The sources, who spoke on the condition of anonymity, cautioned that Trump has not decided if the $1.8 billion fund has been officially closed, but said that White House officials spent much of Monday calling lawmakers to assure them there’d be no payouts after a Republican revolt.
That assurance has done little to quiet Republican demands ahead of acting Attorney General Todd Blanche’s House subcommittee hearing Tuesday afternoon, where lawmakers are expected to press him for a definitive promise that the fund is dead.
“Right now it’s a multi-vehicle pile-up,” said Republican Senator John Kennedy, adding that his colleagues want clarifications from Blanche before moving forward on a $72 billion immigration enforcement bill.

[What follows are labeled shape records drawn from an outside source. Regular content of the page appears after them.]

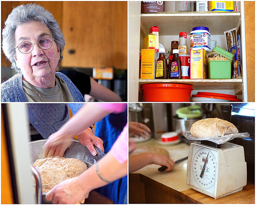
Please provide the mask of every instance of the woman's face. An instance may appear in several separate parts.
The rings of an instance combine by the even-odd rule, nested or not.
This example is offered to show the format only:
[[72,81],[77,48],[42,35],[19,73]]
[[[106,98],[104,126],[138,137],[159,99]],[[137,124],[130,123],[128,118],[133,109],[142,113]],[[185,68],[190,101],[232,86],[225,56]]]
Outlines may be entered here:
[[46,50],[41,49],[37,43],[41,38],[49,37],[52,38],[49,29],[46,25],[39,21],[24,23],[16,29],[16,47],[24,41],[34,43],[32,50],[28,54],[21,53],[18,48],[15,49],[14,59],[17,66],[29,82],[42,80],[44,78],[52,78],[55,76],[60,58],[59,49],[54,41],[52,47]]

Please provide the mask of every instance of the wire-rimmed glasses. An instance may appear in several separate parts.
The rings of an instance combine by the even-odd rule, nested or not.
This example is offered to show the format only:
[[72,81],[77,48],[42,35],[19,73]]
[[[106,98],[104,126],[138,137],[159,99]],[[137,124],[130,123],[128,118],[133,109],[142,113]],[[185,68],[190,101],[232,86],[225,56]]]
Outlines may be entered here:
[[31,52],[34,48],[34,44],[37,43],[38,47],[42,50],[50,49],[53,44],[54,39],[50,37],[44,37],[39,40],[37,43],[32,43],[30,41],[24,41],[19,43],[16,48],[22,53],[26,54]]

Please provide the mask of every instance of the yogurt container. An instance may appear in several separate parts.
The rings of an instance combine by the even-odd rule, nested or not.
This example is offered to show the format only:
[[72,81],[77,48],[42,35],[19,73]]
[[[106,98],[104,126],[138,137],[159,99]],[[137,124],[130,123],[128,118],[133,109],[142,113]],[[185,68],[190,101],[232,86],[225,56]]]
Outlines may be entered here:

Blanche faces a Congress furious at the Trump administration over the fund, created as part of a settlement between DOJ and Trump in which he agreed to drop his $10 billion lawsuit against the Internal Revenue Service.
Officials familiar with the White House’s thinking said Blanche’s hope of being appointed attorney general is tied to how he responds.
“He has to come back with some answers,” one of the officials said.
The Justice Department did not respond to a request for comment. On Monday, DOJ said it would abide by a court order that temporarily paused the fund until June 12 but did not say what that would mean for the fund’s permanent future.
Trump broke his public silence on Tuesday afternoon, posting a link to a Substack titled, “The Truth the Media Won’t Tell You About the Anti-Weaponization Fund.” The post praised Trump for giving money to those who say they’ve been abused by the government and criticized the media and Democrats for calling it a slush fund.
After a Republican Senate lunch on Tuesday, Senate Majority Leader John Thune told reporters he spoke with Blanche earlier in the day and thought the acting attorney general would ease member concerns at the House hearing.
“I think his statement is going to be very definitive,” Thune said.
Thune has said he wants the bill to be narrowly focused on immigration enforcement and not on Trump’s other priorities, keeping a provision out of the bill that would have allowed spending $1 billion to secure a 90,000-square-foot ornate ballroom on the White House grounds that Trump wants.
Democrats have called for legislation to bar the fund.
“Let’s be clear, Trump has not killed this slush fund,” Senate Minority Leader Chuck Schumer told reporters on Tuesday. He said that legislation must also negate the no-tax audit agreement.